The Corporations strategies and its managements ability to react to changing competitive and economic environments have historically enabled the Corporation to compete effectively and manage risks to acceptable levels. The Corporation has outlined potential risks below that it presently believes could be important; however, other risks may prove to be important in the future. New risks may emerge at any time and the Corporation cannot predict with certainty all potential developments that could affect the Corporations financial condition or results of operation. The following discussion highlights potential risks, which could intensify over time or shift dynamically in a way that might change the Corporations risk profile.
Competition Risks
The market in which the Corporation competes is saturated with community banks seeking to provide a service-oriented banking experience to individuals and businesses compared with what the Corporation believes is the more rigid and less friendly environment found in larger banks. This requires the Corporation to offer most, if not all, of the products and conveniences that are offered by the larger banks, but with a service differentiation.

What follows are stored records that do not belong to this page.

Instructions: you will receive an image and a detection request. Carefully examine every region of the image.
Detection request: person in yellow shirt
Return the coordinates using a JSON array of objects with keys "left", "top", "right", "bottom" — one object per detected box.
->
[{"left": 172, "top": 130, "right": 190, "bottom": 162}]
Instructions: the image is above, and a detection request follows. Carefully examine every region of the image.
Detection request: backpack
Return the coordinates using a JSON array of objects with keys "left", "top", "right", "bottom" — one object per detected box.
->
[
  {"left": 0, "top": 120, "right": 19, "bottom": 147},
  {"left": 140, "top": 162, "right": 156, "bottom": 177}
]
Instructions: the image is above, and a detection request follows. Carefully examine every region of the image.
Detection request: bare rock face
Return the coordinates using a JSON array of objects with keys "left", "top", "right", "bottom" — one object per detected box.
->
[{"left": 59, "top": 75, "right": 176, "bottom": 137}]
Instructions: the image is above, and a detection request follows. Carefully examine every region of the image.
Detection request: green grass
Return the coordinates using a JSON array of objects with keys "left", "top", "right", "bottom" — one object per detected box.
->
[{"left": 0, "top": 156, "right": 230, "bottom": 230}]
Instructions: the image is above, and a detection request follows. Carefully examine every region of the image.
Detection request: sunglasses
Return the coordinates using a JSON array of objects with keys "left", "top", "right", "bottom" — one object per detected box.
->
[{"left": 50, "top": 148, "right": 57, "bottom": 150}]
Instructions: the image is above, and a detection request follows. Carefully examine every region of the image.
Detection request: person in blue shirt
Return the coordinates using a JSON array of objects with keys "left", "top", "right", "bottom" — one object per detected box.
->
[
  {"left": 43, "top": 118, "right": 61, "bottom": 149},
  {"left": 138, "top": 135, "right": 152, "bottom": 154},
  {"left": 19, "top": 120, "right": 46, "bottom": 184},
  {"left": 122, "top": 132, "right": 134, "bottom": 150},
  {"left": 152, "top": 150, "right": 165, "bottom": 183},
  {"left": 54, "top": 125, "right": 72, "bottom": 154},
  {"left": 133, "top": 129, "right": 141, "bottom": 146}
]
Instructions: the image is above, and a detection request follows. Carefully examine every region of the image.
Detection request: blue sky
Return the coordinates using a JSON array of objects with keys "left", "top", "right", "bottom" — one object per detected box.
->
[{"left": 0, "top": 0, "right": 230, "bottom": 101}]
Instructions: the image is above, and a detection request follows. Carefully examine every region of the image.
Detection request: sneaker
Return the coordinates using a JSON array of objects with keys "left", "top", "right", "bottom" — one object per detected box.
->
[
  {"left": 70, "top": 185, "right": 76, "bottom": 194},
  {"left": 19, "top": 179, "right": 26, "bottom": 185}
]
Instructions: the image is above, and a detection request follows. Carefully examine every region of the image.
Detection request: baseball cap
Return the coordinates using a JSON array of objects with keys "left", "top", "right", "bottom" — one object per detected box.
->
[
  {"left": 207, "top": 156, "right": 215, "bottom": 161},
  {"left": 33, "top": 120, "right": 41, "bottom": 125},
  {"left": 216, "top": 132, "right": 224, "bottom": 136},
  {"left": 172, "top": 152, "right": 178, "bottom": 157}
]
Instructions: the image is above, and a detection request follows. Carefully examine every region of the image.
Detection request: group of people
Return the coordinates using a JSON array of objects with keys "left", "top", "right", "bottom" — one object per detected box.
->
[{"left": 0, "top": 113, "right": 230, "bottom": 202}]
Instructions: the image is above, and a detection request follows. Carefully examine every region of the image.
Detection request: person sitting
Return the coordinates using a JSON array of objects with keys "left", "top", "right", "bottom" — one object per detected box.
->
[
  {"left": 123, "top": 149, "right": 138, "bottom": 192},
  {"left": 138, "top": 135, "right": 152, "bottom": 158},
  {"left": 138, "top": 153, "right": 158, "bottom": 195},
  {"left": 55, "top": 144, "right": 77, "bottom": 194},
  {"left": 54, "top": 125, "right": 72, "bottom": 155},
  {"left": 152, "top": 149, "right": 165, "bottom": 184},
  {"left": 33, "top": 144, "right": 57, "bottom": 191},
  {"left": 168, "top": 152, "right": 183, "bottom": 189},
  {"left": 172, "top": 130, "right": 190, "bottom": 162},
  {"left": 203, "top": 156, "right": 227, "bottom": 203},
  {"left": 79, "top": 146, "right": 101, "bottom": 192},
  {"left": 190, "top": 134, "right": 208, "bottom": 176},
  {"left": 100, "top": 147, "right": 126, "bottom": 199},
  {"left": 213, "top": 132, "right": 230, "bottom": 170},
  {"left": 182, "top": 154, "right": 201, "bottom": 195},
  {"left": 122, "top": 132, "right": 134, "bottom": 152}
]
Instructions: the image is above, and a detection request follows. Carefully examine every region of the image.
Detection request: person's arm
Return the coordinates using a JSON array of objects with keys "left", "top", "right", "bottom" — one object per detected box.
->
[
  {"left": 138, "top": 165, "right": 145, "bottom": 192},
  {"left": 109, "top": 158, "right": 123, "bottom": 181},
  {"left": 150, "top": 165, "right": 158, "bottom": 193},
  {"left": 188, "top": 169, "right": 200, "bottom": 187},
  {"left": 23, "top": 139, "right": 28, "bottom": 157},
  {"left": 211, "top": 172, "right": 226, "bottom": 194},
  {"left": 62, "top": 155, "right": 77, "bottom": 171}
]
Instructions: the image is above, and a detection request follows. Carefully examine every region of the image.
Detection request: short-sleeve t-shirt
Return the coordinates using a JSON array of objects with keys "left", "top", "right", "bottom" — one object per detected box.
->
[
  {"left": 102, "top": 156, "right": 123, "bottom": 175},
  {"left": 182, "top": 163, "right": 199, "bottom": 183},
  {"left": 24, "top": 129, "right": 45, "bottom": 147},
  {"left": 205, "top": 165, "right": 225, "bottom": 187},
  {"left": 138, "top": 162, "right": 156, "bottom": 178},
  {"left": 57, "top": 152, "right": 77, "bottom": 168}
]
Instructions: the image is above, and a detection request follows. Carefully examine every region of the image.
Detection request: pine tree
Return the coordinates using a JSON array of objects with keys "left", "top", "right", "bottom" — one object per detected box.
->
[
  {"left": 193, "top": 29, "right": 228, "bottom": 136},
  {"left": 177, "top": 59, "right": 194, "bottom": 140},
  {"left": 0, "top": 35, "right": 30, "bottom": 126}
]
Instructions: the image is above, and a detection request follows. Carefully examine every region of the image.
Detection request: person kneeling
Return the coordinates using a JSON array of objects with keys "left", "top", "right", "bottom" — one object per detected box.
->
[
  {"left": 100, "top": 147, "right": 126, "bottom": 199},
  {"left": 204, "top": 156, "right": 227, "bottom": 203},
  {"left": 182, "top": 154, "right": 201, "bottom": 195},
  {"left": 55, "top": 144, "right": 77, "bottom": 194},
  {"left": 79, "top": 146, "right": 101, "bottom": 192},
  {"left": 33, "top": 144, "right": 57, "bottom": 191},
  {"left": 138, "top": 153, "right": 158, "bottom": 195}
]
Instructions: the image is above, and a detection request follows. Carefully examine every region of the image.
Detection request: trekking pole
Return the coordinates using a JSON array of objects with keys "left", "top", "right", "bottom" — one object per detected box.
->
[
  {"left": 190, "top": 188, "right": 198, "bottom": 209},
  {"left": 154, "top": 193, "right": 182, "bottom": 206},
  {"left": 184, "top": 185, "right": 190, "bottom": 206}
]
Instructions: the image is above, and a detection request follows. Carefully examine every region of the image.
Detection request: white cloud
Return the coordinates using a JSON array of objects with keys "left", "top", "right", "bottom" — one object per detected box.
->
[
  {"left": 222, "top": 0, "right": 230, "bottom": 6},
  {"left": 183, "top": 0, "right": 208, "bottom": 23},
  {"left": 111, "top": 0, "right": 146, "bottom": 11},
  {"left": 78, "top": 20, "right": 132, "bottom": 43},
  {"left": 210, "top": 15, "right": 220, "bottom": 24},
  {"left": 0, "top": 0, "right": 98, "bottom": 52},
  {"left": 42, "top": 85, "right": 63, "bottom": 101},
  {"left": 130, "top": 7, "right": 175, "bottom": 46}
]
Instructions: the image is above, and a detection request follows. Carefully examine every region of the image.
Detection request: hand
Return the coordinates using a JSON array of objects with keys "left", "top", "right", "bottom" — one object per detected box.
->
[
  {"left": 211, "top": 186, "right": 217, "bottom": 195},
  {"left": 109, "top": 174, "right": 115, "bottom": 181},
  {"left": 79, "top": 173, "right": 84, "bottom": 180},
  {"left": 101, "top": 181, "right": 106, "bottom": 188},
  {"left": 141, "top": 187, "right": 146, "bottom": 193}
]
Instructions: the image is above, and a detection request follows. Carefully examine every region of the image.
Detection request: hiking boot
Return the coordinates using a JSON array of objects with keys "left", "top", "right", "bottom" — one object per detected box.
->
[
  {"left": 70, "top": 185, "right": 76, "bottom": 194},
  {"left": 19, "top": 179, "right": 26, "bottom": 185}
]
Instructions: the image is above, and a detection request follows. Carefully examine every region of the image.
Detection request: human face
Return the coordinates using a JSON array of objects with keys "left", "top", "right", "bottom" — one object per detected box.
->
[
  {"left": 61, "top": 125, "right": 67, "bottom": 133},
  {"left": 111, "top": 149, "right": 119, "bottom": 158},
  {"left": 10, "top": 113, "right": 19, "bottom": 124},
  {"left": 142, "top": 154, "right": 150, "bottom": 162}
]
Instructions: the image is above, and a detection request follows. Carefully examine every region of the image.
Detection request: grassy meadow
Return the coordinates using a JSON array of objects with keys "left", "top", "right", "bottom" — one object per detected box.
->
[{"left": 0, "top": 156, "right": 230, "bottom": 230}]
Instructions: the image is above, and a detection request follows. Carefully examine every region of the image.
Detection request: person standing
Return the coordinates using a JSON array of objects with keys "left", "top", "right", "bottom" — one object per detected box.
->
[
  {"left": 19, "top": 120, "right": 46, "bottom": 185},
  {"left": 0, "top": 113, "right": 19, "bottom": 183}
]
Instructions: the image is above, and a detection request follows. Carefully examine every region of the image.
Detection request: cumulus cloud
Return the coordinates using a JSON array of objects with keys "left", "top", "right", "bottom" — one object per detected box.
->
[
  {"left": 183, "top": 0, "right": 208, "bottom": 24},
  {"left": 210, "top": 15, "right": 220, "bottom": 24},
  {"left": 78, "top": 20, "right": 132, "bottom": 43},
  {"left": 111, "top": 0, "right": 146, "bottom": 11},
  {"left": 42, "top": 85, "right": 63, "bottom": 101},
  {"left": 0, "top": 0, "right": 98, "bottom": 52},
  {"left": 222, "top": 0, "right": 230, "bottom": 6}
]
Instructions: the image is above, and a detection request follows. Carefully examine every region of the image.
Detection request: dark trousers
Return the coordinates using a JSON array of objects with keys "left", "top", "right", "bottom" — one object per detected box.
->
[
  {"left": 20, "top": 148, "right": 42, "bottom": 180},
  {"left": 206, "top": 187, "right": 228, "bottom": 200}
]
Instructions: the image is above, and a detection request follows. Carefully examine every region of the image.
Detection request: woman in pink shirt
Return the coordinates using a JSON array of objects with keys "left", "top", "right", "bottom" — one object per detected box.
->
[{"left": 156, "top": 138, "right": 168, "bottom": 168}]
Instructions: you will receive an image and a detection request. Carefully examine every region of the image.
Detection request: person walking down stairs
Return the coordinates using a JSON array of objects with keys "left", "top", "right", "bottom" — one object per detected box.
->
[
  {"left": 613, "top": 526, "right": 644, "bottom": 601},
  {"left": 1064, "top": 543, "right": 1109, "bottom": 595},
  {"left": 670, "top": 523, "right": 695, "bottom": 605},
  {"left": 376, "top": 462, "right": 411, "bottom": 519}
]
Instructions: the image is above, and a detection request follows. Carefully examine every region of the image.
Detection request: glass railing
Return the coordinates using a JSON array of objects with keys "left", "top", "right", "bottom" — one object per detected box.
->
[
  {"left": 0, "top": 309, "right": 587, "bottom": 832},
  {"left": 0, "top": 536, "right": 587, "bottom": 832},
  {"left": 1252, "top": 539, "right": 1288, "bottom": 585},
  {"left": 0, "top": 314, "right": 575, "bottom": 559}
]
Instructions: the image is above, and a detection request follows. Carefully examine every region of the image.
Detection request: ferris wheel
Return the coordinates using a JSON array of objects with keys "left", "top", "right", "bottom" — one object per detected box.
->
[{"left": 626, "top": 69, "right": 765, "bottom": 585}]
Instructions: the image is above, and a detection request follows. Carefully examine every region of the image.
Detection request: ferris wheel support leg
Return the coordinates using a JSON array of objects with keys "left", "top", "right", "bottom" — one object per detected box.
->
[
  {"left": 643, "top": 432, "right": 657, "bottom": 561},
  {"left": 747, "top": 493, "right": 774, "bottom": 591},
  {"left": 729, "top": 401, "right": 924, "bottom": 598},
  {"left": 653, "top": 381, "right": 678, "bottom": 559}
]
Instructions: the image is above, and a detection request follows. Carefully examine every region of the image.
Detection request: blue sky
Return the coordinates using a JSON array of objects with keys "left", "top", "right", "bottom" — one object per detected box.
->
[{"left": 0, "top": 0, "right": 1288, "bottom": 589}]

In doing so, it is imperative that the Corporation identify the lines of business that the Corporation can excel in, prudently utilize the Corporations available capital to acquire the people and platforms required thereof, and execute on these strategies.
Credit Risks
Like all lenders, the Corporation faces the risk that the Corporations customers may not repay their loans and that the realizable value of collateral may be insufficient to avoid a loss of principal. In the Corporations business, some level of credit loss is unavoidable and overall levels of credit loss can vary over time. The Corporations ability to manage credit risk depends primarily upon the Corporations ability to assess the creditworthiness of customers and the value of collateral, including real estate. The Corporation controls credit risk by diversifying the Corporations loan portfolio and managing its composition, and by recording and managing an allowance for expected loan losses in accordance with applicable accounting rules. At the end of September 30, 2017, the Corporation had approximately $3.4 million of available reserves to cover such losses. The models and approaches the Corporation uses to originate and manage loans are regularly reviewed, if necessary or advisable, updated to consider changes in the competitive environment, in real estate prices and other collateral values, and in the economy, among other things, based on the Corporations experience originating loans and servicing loan portfolios.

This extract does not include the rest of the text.